Automorphism groups of deformations and quantizations of Kleinian singularities
Simone Castellan
TL;DR
The paper addresses how automorphisms of deformations and quantizations of Kleinian singularities relate, proving that for types ${\mathbf{A}}$ and ${\mathbf{D}}$ the isomorphisms between quantizations correspond to Poisson isomorphisms between deformations. It develops a two-pronged approach: in type ${\mathbf{A}}$ it establishes an amalgamated free product structure for automorphism groups and shows Iso and PIso groupoids coincide; in type ${\mathbf{D}}$ it uses a geometric compactification to classify all affine isomorphisms of deformations and proves Iso$({\mathcal{D}}_n)\cong\mathrm{PIso}({\mathcal{D}}_n)$, including an $S_3$-structure in the $n=4$ undeformed case.

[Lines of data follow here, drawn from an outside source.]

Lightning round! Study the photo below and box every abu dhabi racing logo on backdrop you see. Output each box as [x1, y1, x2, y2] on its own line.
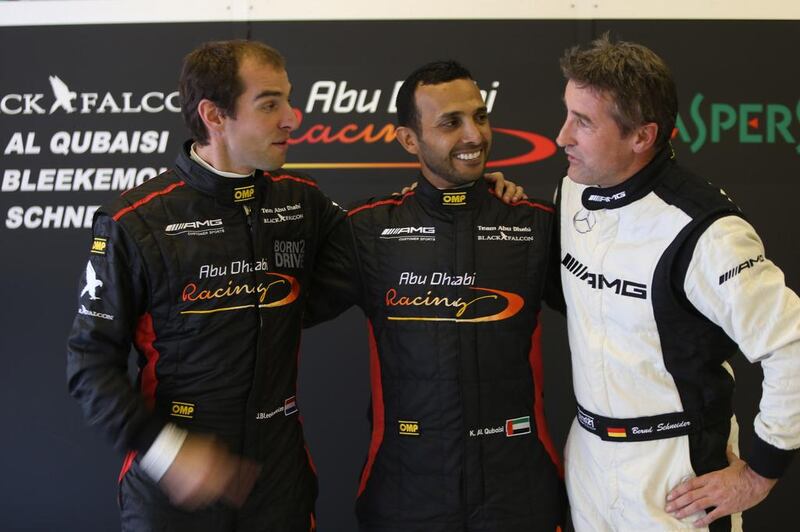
[284, 80, 556, 170]
[0, 74, 181, 115]
[673, 93, 800, 155]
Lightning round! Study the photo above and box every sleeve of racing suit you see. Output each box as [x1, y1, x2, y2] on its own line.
[303, 213, 362, 327]
[544, 182, 567, 315]
[67, 215, 164, 458]
[684, 216, 800, 478]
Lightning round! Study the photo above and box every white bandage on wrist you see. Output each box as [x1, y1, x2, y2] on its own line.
[140, 423, 189, 482]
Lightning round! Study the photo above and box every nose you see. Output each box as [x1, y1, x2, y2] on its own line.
[556, 118, 574, 148]
[461, 120, 488, 144]
[280, 104, 300, 132]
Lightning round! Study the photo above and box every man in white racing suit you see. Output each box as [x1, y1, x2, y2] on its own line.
[557, 37, 800, 531]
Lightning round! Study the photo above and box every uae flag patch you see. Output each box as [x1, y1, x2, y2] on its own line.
[283, 395, 297, 416]
[506, 416, 531, 438]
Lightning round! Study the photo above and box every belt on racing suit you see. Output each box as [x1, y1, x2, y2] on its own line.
[577, 404, 733, 441]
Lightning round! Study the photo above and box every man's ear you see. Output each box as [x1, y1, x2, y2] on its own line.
[633, 122, 658, 153]
[197, 98, 225, 136]
[395, 126, 419, 155]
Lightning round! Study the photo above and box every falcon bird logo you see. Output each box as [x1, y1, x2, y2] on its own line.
[48, 76, 78, 114]
[80, 261, 103, 301]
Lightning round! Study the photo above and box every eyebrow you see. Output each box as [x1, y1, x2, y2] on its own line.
[253, 89, 283, 101]
[438, 105, 489, 120]
[570, 111, 594, 124]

The results confirm that all (Poisson) isomorphisms arise from graded automorphisms of the base singularity, with only filtered or diagram-symmetry contributions in type ${\mathbf{D}}$, and no wild non-filtered isomorphisms appear. These findings connect to Namikawa/Losev’s work on deformation/quantization moduli and extend the Belov–Kontsevich paradigm to a broader class of symplectic singularities, clarifying the symmetry landscape for Kleinian cases.
Abstract
It is known that, for the algebra of functions on a Kleinian singularity, the parameter space of deformations and the parameter space of quantizations coincide. We prove that, for a Kleinian singularity of type $\mathbf{A}$ or $\mathbf{D}$, isomorphisms between the quantizations are essentially the same as Poisson isomorphisms between deformations. In particular, the group of automorphisms of the deformation and the quantization corresponding to the same deformation parameter are isomorphic. We additionally describe the groups of automorphisms as abstract groups: for type $\mathbf{A}$ they have an amalgamated free product structure, for type $\mathbf{D}$ they are subgroups of the groups of Dynkin diagram automorphisms. For type $\mathbf{D}$ we also compute all the possible affine isomorphisms between deformations; this was not known before.